Check the leaves and fruit for pests and evidence of disease at least once a week. If you see that insects are taking over your tree, then use an organic pesticide to combat the problem. If at all possible, avoid chemical insecticides because then you will not be able to eat the fruit once it is ripe. If you notice signs of disease on the leaves, you may need to prune the afflicted area of the tree to prevent the infection from spreading.
- 3). Harvest the fruit. Even if you do not plan to eat the fruit, harvesting it will help prevent insects and other pests from harassing your cherry tree. You can leave some of the fruit on the tree if you wish so that you do not prevent reproduction, but you should remove most of the fruit by pulling just the cherry--not the stem--off of the tree. Pulling the stem off often damages the "spur" of the fruit, which can lead to smaller crops the following year. You may need to cover ripening fruit with a garden net if the birds and insects will not leave your tree alone.
- 4). Fertilize again after the harvest. Use the same type of slow release fertilizer so that it will help sustain your tree through the winter months and prepare the soil for spring when the tree becomes active again.
Pruning paste will help protect your tree after you have pruned it
Prune the tree in late summer.
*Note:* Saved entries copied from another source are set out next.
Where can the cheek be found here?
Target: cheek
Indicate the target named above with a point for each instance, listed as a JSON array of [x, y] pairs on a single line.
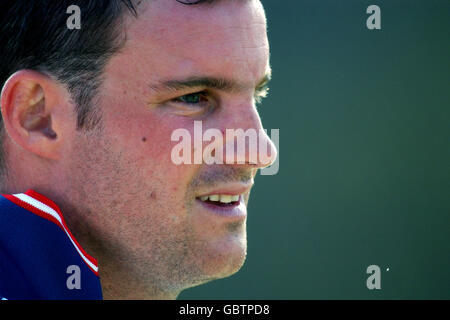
[[145, 141]]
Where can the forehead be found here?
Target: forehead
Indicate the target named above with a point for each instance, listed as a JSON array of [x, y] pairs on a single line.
[[228, 37]]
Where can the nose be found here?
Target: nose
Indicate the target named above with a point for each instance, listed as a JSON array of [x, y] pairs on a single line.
[[247, 143]]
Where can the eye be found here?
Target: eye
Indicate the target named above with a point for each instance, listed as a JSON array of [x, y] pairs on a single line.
[[261, 93], [194, 99]]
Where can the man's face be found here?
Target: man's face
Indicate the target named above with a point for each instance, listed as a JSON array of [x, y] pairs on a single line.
[[143, 211]]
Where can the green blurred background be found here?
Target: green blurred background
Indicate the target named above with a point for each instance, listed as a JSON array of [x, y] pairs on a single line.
[[364, 156]]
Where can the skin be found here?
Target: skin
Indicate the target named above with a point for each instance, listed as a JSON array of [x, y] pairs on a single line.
[[122, 197]]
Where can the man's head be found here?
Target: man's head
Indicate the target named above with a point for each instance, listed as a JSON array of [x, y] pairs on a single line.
[[91, 128]]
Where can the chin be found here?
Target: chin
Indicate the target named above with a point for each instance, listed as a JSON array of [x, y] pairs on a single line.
[[225, 259]]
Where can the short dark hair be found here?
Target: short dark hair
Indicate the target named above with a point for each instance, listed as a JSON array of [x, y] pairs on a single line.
[[34, 35]]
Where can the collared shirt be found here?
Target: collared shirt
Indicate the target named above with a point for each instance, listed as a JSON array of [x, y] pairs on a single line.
[[39, 257]]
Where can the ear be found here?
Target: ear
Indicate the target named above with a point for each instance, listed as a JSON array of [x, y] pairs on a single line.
[[31, 104]]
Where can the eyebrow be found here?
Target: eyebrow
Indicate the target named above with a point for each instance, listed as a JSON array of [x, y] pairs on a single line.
[[221, 84]]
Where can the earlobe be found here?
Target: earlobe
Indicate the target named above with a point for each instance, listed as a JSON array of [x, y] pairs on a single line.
[[27, 109]]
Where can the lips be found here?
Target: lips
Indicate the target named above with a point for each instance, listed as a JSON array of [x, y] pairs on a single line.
[[221, 199], [226, 201]]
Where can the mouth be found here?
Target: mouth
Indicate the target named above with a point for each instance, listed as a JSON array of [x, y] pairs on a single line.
[[226, 202], [221, 200]]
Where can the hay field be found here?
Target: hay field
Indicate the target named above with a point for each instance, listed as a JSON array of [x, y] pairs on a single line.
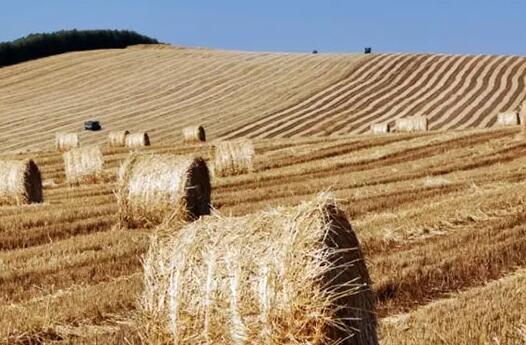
[[441, 217], [161, 89]]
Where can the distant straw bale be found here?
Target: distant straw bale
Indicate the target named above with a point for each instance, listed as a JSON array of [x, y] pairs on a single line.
[[83, 165], [288, 276], [117, 138], [380, 128], [137, 140], [153, 187], [194, 134], [233, 157], [412, 124], [523, 119], [20, 183], [508, 118], [66, 141]]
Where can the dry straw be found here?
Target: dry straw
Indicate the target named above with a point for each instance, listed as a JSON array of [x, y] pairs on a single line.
[[194, 134], [20, 183], [412, 124], [137, 140], [509, 118], [523, 118], [117, 138], [233, 158], [154, 187], [288, 276], [83, 165], [66, 141], [380, 128]]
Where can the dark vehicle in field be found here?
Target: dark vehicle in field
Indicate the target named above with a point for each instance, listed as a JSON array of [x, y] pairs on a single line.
[[92, 125]]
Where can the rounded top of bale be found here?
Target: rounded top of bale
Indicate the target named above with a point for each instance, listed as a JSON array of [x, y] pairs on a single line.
[[20, 182], [194, 134], [294, 274]]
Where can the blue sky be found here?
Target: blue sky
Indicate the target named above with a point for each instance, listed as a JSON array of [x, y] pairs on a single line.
[[462, 26]]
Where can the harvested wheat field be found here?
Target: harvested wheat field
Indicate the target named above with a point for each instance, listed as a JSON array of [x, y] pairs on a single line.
[[440, 217], [162, 89]]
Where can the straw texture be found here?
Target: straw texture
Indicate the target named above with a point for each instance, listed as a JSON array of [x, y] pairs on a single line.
[[510, 118], [380, 128], [66, 141], [412, 124], [83, 165], [117, 138], [288, 276], [137, 140], [154, 187], [233, 158], [20, 183], [194, 134]]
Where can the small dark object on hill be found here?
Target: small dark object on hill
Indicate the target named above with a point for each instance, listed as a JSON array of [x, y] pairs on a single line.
[[92, 126]]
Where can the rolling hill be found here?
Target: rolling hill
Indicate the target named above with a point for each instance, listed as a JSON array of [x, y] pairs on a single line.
[[161, 89]]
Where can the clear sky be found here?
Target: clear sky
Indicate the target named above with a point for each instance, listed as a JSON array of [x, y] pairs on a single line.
[[449, 26]]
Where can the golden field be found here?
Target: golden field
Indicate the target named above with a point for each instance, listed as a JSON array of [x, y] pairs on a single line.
[[440, 216], [162, 89]]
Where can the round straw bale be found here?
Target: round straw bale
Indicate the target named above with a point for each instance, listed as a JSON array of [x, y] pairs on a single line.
[[154, 187], [233, 158], [412, 124], [117, 138], [83, 165], [137, 140], [194, 134], [20, 183], [66, 141], [288, 276]]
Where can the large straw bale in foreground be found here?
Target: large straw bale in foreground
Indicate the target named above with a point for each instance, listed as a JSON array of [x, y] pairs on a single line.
[[509, 118], [380, 128], [137, 140], [412, 124], [83, 165], [153, 187], [20, 183], [117, 138], [194, 134], [233, 158], [288, 276], [66, 141]]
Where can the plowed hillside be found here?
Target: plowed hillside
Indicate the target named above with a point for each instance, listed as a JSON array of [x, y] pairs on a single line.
[[441, 218], [238, 94]]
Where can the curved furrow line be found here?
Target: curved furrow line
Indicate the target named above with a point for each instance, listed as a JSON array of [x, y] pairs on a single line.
[[445, 81], [315, 100], [114, 89], [174, 107], [489, 98], [252, 102], [454, 83], [377, 75], [431, 68], [149, 72], [268, 82], [74, 78], [346, 95], [417, 66], [427, 86], [469, 93], [509, 100], [57, 125]]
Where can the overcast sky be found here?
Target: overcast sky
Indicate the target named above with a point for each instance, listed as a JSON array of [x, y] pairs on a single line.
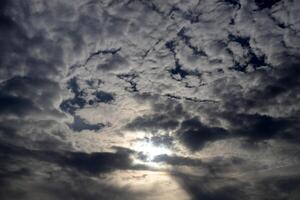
[[150, 99]]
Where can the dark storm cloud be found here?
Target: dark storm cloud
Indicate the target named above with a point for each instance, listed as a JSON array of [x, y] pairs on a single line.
[[72, 180], [212, 187], [195, 134], [92, 164], [153, 122], [80, 124], [191, 74]]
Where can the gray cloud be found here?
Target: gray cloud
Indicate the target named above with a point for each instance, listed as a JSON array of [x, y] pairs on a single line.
[[205, 79]]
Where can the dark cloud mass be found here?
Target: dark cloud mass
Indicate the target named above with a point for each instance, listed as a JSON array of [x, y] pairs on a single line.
[[152, 99]]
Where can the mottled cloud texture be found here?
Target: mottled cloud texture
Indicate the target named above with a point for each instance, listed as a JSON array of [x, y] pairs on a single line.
[[149, 99]]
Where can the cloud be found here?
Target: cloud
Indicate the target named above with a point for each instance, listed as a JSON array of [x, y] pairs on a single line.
[[83, 82]]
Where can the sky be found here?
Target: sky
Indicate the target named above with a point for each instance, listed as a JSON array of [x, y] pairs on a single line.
[[150, 99]]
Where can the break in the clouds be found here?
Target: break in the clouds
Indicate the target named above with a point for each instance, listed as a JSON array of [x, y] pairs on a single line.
[[149, 99]]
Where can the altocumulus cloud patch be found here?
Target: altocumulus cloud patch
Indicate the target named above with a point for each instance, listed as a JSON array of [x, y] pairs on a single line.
[[149, 99]]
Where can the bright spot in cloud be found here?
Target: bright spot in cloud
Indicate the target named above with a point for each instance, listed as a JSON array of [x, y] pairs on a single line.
[[150, 150]]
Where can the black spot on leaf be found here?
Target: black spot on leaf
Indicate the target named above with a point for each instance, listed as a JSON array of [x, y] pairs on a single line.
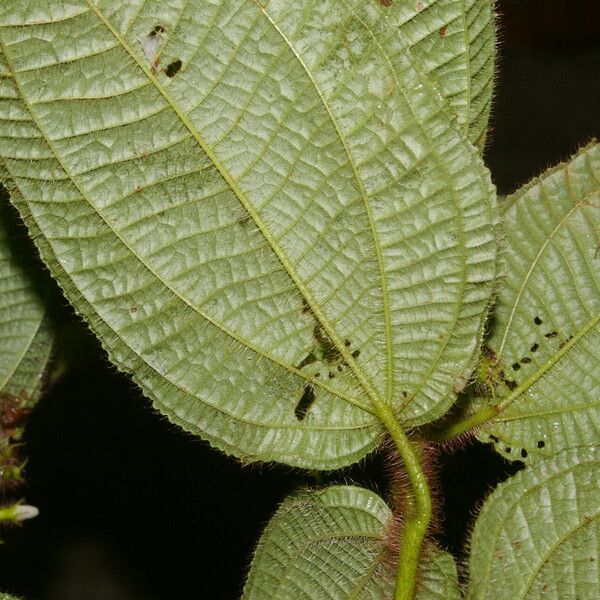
[[173, 68], [305, 402], [307, 360], [565, 342], [158, 29]]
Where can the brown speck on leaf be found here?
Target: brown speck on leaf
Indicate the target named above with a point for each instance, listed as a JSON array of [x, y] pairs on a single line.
[[305, 402], [173, 68]]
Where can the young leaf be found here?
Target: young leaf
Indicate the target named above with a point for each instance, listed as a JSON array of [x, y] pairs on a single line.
[[335, 544], [25, 333], [269, 224], [546, 331], [537, 535]]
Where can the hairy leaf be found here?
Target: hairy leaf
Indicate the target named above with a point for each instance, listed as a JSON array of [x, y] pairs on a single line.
[[336, 544], [266, 218], [538, 534], [25, 333], [451, 40], [546, 333]]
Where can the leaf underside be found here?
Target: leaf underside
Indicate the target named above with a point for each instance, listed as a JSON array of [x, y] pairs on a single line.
[[538, 534], [268, 216], [25, 333], [546, 337], [334, 544]]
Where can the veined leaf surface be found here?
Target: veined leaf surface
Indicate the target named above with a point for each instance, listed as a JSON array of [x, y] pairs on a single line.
[[453, 41], [334, 544], [265, 218], [538, 534], [25, 334], [546, 337]]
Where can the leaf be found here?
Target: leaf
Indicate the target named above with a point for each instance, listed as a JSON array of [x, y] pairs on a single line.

While most fruit trees are pruned in the winter while they are dormant, cherry trees are extremely susceptible to a disease called Silver Leaf that can take hold in winter months. Instead, prune your cherry tree in the late summer and remove dead growth, unwanted shoots and diseased areas. If you are forced to prune during the growing season, make sure that you use a wound sealer to keep other problems from taking advantage of the tree's "injury" and getting into the main body of the plant.
- 6). Water your tree only as needed. Cherry trees like moist soil, so if you dig down 3 inches and the soil is still dry, then you need to water the cherry tree and the area around it. Do not use high water pressure or water so heavily that the water sits on top of the soil, as this type of watering can lead to root rot. Instead, set up a hose to water the tree with a slow trickle of water for up to an hour, then examine the soil again to see if it is moist enough.